A Tamil widow who says 10 of her relatives were massacred by Sri Lanka’s police in 1986 has lodged a complaint with Northern Ireland’s Police Ombudsman after RUC links to the country’s security forces emerged.
Senior Sri Lankan police officers visited Belfast in 1983 to “see at first hand the roles of the police and army in counter-terrorist operations”, according to secret British government files.
The visit happened months after the Special Support Unit, an elite RUC police commando team, shot dead six men in Co Armagh in one of the most controversial episodes of the Troubles.
Sri Lankan police set up an almost identical commando unit shortly afterwards, called the Special Task Force. The complainant, who cannot be named for safety reasons, says “the Special Task Force was responsible for the murder of my family” in 1986.
Both the RUC and Sri Lankan units consisted of heavily armed police officers who underwent special forces training.
The complainant’s lawyer, Darragh Mackin, said “the Special Task Force would not have acquired the paramilitary characteristics of the Special Support Unit without the engagement between the RUC and the Sri Lankan Police”.
Vairamuttu Varadakumar, director of the Tamil Information Centre, welcomed the development. “We support the complainant’s efforts to seek accountability for the brutal violence against their family,” he said.
He said his organisation, which has documented violence against Tamil people for 35 years, was “painfully aware of the murders, rape, disappearances and torture of the Tamil people” at the hands of the Special Task Force.
The complaint refers to a series of letters from 1983 in which Sri Lankan diplomats asked the UK police for help with “commando operations training” for a police superintendent “who would be responsible for training and administration of a Para-Military Unit to be set up here”. A Sri Lankan police officer of that rank then visited the RUC in Belfast.
The visit took place in the wake of six killings in Co Armagh by the RUC Special Support Unit. In November 1982, unarmed IRA members Gervaise McKerr, Seán Burns and Eugene Toman were shot dead in Craigavon. Police fired 109 bullets into their car, in which no weapons were found.
Three RUC officers went on trial for murder but were acquitted, with the judge commending their “courage and determination for bringing the three dead men to justice”.
Two weeks after that shooting, armed policemen fired 44 bullets at a hay shed off Ballynerry Road North, near Lurgan. Michael Tighe (17) was shot dead and Martin McCauley, was seriously wounded but survived. He was convicted of possessing a number of old rusty rifles allegedly found in the barn, although there was no ammunition.
McCauley, who later became infamous as one of the Colombia Three, saw his conviction eventually overturned in 2014. It transpired that MI5 had a bug in the hay shed. The RUC gave no warning before opening fire.
A month after the first shooting two unarmed INLA members – Seamus Grew and Roddy Carroll – who were shot dead by members of the unit in their car at Mullacreevie Park in Armagh. An RUC member went on trial for the murder but was acquitted. It emerged at the trial that the RUC Special Branch had doctored evidence about the shooting.
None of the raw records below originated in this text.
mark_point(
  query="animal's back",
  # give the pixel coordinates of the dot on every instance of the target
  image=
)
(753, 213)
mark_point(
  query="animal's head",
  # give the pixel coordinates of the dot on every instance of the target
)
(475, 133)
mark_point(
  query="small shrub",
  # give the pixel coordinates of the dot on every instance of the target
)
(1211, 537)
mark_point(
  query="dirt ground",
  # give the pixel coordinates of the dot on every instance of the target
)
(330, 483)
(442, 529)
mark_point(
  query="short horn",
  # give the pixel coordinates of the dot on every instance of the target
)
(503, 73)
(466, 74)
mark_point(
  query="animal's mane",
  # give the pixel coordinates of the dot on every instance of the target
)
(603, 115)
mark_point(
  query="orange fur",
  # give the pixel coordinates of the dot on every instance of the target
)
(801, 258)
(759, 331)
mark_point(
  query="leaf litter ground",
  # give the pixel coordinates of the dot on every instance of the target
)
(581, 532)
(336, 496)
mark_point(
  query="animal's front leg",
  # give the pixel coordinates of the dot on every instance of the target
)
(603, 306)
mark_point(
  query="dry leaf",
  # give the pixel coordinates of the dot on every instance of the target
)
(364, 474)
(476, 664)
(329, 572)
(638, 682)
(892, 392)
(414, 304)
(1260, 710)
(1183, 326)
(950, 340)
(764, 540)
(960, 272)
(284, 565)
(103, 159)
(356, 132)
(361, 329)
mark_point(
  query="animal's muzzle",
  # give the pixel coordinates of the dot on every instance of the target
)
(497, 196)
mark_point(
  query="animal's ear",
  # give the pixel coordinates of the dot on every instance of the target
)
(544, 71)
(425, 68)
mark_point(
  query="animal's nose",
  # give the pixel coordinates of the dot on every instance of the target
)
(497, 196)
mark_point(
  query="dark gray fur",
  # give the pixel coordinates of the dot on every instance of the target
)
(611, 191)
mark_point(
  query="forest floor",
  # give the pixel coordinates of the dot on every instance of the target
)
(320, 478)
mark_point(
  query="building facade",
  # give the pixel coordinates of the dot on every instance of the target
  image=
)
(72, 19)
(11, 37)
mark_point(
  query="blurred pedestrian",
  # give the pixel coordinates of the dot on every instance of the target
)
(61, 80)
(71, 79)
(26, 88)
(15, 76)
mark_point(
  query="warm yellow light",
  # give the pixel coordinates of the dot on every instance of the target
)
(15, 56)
The concerns raised at that trial led to an investigation by the deputy chief constable of the Greater Manchester Police, John Stalker, whose report has never been published. In his autobiography, he compared the RUC Special Support Unit to a “Central American assassination squad”.
Declassified files found at the UK National Archives show that civil servants privately harboured fears about these police units before the shootings even took place.
One official commented that within the RUC “covert units are being set up which, to the layman at least, will perform a role which is hardly indistinguishable from that of the SAS”.
Another civil servant wrote “Possible Danger: The greatest danger would seem to lie in ‘creeping paramilitarism’ . . . the RUC may go too far down the paramilitary road.”
A CIA report, written around the time that the Tamil complainant’s family were killed, was highly critical of Sri Lanka’s Special Task Force.US intelligence staff were concerned that “a common STF tactic when fired upon while on patrol is to enter the nearest village and burn it to the ground”.
Mr Mackin has told the Police Ombudsman that the level of indiscriminate killing perpetrated by the unit against Tamils amounted to genocide.
A spokesperson from the ombudsman said: “We have received a complaint relating to the actions of police officers in the 1980s, and this is now being considered.”